Sociólogo Tulio Kahn, especialista em segurança pública, analisou proposta do governo para combater o crime organizado

Tulio Kahn: “Esta é uma bandeira da direita bolsonarista que a esquerda está abraçando porque boa parte da população quer”

Redação Scriptum

O chamado Pacote Antifacção que o governo federal prepara para enfrentar as organizações criminosas é uma peça com timing eleitoral, para servir de apoio à disputa presidencial do ano que vem, da qual o presidente Luiz Inácio Lula da Silva já antecipou que participará. Esta é uma das conclusões do debate realizado nesta segunda-feira (28), em São Paulo, durante a reunião semanal do Espaço Democrático – a fundação para estudos e formação política do PSD. O sociólogo Tulio Kahn, especialista em segurança com larga experiência pública, avaliou o escopo inicial do projeto de lei, que segundo ele tem muitos pontos obscuros e forte viés político.

Apresentado pelo ministro da Justiça, Ricardo Lewandowski, e enviado na semana passada para avaliação do presidente Lula, o pacote é revelador em um aspecto, segundo Kahn: “É uma resposta política, o PT se rendeu ao discurso das leis mais duras”, apontou. “Esta é uma bandeira da direita bolsonarista que a esquerda está abraçando porque boa parte da população quer”. A mais recente pesquisa sobre o tema, a Atlas-Intel/Bloomberg, divulgada no final de agosto, mostra que 46,5% das pessoas ouvidas aponta a criminalidade e o tráfico de drogas como o principal problema brasileiro.

Kahn observa que a proposta acerta na ideia de mirar no crime organizado de forma estratégica, pensando no financiamento das organizações. “Hoje, especialmente nos Estados, a tendência é privilegiar as PMs e o policiamento ostensivo, em operações como as que são feitas contra o tráfico de drogas nas favelas, o que se faz há 40 anos no Brasil com os resultados que conhecemos”, disse. “É um avanço pensar em atacar a estrutura das organizações”.

Ele destacou pontos que considera problemáticos no projeto. Um deles é o que trata da infiltração de policiais, já prevista pela Lei nº 12.850/2013, que regula o combate a organizações criminosas, e que é ampliada e flexibilizada no pacote apresentado por Lewandowski. Segundo Kahn, há risco de abuso e violação de garantias fundamentais à medida em que o projeto pressupõe sigilo, manipulação de provas e atuação sem controle social direto. “Isto pode levar a arbitrariedades como infiltrações motivadas politicamente ou em investigações sem justa causa”, pontua. Outro fator de risco é a corrupção reversa: “Há precedentes de agentes infiltrados cooptados por organizações criminosas, dada a vulnerabilidade psicológica e moral associada ao trabalho encoberto”, afirmou.

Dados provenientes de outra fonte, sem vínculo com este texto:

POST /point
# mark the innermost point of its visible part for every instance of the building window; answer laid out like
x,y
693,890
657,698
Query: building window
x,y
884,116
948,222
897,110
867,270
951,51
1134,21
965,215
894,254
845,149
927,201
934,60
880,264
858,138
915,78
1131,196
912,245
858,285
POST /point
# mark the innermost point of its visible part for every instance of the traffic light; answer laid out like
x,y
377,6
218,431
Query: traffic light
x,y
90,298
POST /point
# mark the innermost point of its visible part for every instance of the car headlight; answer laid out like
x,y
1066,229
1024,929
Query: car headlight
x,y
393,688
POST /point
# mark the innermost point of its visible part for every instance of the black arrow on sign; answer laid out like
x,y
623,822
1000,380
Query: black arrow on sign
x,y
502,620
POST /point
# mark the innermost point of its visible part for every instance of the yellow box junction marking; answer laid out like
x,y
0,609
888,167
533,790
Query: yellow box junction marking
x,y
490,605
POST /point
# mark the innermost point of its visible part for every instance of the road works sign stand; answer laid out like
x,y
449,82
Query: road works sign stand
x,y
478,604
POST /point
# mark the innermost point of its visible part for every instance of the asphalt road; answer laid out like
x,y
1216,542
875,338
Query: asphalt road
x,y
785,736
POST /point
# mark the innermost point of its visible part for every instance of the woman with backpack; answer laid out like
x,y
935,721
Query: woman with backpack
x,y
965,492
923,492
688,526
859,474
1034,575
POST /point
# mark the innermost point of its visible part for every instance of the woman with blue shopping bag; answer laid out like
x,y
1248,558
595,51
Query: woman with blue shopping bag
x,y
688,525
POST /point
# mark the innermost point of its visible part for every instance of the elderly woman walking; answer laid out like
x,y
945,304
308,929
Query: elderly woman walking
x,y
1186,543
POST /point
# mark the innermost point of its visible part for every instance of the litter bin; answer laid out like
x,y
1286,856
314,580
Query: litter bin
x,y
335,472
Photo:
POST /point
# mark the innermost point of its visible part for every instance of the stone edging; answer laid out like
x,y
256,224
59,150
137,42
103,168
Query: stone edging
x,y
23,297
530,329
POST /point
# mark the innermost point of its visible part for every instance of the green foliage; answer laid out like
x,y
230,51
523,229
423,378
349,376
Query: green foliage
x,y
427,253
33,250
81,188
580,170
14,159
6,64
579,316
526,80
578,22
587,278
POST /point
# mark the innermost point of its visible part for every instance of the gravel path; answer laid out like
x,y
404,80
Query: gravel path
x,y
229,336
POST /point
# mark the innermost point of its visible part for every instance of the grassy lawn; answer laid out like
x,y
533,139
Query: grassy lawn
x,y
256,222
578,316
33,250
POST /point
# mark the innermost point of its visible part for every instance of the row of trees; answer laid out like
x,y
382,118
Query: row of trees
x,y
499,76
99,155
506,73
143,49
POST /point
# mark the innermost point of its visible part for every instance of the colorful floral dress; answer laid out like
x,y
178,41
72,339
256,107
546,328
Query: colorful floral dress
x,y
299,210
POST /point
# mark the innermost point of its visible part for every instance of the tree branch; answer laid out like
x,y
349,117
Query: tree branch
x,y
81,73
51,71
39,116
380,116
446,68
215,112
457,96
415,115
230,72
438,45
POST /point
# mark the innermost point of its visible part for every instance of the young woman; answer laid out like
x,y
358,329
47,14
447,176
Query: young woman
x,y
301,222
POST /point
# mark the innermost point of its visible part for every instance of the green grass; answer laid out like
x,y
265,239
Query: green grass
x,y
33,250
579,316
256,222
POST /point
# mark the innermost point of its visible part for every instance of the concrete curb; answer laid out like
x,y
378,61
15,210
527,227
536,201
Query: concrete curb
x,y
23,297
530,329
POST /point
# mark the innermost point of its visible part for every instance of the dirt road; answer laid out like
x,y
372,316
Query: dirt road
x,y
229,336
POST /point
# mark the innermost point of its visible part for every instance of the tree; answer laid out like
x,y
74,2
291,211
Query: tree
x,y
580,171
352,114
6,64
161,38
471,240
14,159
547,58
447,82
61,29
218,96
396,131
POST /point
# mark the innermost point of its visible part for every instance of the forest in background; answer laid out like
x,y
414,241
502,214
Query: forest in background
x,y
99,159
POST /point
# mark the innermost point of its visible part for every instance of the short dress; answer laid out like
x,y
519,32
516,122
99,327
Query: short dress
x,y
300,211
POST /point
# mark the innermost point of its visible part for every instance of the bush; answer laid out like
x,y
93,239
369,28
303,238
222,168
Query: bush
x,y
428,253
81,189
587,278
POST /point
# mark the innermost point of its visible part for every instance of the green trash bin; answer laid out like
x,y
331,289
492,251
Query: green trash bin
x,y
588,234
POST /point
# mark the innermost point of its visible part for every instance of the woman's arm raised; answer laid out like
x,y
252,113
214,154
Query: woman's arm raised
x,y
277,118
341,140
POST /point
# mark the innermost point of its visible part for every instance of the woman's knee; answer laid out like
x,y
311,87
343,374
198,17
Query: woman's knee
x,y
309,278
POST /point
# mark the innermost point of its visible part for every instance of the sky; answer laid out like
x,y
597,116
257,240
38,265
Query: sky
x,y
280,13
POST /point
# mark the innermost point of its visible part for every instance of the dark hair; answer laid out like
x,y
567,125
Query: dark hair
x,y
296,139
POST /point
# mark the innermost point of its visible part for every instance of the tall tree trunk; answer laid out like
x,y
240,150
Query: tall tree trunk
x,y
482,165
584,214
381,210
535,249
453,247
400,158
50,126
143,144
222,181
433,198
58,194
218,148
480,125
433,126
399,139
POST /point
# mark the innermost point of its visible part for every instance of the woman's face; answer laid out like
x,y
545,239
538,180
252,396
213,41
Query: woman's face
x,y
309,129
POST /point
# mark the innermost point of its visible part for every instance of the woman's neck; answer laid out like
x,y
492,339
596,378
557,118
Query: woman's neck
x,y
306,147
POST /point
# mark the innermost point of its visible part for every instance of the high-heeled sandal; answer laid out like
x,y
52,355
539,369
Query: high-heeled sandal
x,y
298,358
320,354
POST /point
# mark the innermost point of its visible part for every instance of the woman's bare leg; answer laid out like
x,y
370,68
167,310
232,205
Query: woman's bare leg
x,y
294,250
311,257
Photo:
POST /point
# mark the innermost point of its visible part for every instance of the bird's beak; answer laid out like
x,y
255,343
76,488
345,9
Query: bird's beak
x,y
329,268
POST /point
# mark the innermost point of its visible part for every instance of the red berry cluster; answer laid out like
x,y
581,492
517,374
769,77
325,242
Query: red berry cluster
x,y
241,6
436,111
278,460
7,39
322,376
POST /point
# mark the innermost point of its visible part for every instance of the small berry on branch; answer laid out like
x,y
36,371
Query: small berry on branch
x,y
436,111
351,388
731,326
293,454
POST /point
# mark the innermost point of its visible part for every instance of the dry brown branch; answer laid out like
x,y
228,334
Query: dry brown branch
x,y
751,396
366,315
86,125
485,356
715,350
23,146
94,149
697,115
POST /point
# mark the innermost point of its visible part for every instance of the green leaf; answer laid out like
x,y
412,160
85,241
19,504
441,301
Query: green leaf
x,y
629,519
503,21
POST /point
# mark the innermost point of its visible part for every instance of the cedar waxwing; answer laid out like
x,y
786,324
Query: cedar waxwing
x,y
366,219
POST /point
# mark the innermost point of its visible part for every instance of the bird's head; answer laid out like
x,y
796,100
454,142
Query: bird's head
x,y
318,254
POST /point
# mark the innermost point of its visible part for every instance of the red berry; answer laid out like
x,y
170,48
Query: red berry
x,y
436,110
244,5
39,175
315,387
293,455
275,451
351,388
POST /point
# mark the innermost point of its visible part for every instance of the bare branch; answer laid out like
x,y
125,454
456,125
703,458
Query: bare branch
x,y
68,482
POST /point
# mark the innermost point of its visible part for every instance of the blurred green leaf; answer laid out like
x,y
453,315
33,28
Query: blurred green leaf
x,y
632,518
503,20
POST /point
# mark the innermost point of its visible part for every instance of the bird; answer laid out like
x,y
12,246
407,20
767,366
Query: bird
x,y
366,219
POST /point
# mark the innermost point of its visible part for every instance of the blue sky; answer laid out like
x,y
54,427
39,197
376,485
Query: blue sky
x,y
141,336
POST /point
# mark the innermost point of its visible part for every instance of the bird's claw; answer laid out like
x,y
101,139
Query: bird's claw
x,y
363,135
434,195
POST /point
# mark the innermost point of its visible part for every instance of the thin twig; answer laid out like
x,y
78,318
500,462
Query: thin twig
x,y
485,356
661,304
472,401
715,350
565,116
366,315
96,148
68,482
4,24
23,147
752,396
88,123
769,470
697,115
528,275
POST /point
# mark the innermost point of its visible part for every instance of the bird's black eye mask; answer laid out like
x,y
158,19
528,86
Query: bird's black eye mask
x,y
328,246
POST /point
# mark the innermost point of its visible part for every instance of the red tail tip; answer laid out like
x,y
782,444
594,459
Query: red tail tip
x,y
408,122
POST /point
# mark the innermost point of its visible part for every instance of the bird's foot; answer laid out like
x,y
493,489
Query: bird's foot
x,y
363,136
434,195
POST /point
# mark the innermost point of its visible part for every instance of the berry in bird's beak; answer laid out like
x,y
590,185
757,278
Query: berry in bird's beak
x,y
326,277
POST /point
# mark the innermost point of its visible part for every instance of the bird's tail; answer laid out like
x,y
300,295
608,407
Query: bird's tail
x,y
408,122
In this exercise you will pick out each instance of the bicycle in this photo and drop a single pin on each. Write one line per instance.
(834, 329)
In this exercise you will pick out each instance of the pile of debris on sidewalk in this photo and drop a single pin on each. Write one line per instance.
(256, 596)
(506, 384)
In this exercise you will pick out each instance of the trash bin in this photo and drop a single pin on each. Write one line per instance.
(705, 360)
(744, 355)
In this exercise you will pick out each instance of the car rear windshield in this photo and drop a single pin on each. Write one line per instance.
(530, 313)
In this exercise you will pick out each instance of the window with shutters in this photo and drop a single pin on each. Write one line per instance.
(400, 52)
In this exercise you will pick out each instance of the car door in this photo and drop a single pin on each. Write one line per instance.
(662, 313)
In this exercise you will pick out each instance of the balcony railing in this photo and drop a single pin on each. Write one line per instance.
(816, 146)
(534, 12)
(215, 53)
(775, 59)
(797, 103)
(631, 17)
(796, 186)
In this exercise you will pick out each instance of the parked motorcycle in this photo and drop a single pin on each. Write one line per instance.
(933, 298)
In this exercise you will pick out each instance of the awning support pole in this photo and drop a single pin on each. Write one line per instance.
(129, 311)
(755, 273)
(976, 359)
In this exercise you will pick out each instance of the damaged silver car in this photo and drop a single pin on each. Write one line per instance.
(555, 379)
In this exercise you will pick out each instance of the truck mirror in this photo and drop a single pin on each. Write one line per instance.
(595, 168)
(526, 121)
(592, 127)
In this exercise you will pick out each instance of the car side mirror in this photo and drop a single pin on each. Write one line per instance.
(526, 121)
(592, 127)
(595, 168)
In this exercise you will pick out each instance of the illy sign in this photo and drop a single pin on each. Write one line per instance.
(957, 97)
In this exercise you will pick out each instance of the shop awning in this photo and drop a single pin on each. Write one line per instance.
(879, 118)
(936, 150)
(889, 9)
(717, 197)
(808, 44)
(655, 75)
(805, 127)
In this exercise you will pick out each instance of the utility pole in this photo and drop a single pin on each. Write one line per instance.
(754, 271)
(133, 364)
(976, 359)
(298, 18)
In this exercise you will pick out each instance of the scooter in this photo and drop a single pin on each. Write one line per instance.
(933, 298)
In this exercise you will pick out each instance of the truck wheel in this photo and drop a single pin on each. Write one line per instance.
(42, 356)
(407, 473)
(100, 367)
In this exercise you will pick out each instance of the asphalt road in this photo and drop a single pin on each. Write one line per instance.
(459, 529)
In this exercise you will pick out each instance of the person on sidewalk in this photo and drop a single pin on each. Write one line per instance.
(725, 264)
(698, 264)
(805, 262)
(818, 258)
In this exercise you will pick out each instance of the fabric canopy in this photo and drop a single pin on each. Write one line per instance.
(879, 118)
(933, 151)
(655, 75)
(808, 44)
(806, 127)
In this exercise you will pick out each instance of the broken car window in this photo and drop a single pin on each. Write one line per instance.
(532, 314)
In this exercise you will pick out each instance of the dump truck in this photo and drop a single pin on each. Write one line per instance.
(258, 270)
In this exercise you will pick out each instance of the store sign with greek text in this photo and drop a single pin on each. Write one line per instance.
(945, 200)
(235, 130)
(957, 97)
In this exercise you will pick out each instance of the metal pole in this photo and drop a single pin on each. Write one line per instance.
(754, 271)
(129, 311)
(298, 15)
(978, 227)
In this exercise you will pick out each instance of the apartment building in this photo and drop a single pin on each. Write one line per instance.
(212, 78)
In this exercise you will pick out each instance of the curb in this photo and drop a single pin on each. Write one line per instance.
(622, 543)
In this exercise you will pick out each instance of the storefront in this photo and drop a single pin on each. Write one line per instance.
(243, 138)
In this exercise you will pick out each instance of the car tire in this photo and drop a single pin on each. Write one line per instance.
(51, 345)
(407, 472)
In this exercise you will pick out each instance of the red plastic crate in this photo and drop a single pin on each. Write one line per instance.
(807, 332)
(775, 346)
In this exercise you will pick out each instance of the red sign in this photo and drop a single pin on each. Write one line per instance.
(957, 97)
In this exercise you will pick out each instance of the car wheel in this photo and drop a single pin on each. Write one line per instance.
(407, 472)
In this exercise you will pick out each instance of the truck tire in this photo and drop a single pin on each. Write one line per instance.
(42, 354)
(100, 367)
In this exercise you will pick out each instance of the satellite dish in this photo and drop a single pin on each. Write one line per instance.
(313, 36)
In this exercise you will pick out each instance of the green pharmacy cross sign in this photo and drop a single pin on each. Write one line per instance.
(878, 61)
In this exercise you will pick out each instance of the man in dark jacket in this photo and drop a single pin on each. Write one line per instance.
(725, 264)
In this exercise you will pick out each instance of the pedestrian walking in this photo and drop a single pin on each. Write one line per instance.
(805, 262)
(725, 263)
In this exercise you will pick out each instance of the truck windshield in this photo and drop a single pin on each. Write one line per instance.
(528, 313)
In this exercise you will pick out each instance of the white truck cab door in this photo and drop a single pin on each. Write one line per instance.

Outro ponto preocupante, de acordo com o sociólogo, é a proposta que permite a perda patrimonial antes do trânsito em julgado com base em indícios de origem ilícita. Embora o objetivo seja enfraquecer o poder econômico das facções, a medida, para Kahn, levanta riscos constitucionais e práticos, como a violação do processo legal e a presunção de inocência, o impacto sobre terceiros de boa-fé e o risco de seletividade e uso político.

Reunião do Espaço Democrático debateu o Pacote Antifacção

Por fim, ele chama a atenção para o ponto do projeto que prevê a gravação de conversas no sistema prisional. “Mesmo pessoas presas mantêm direitos fundamentais que só podem ser restringidos por lei específica e sob controle judicial”, aponta. A gravação irrestrita de visitas familiares, segundo ele, violaria o núcleo essencial do direito à privacidade. Ele pergunta: “Como ficaria a conversa do advogado com o seu cliente? Nenhum estado democrático pode gravar conversas entre advogado e cliente, o sigilo é um pilar da ampla defesa e do processo legal”.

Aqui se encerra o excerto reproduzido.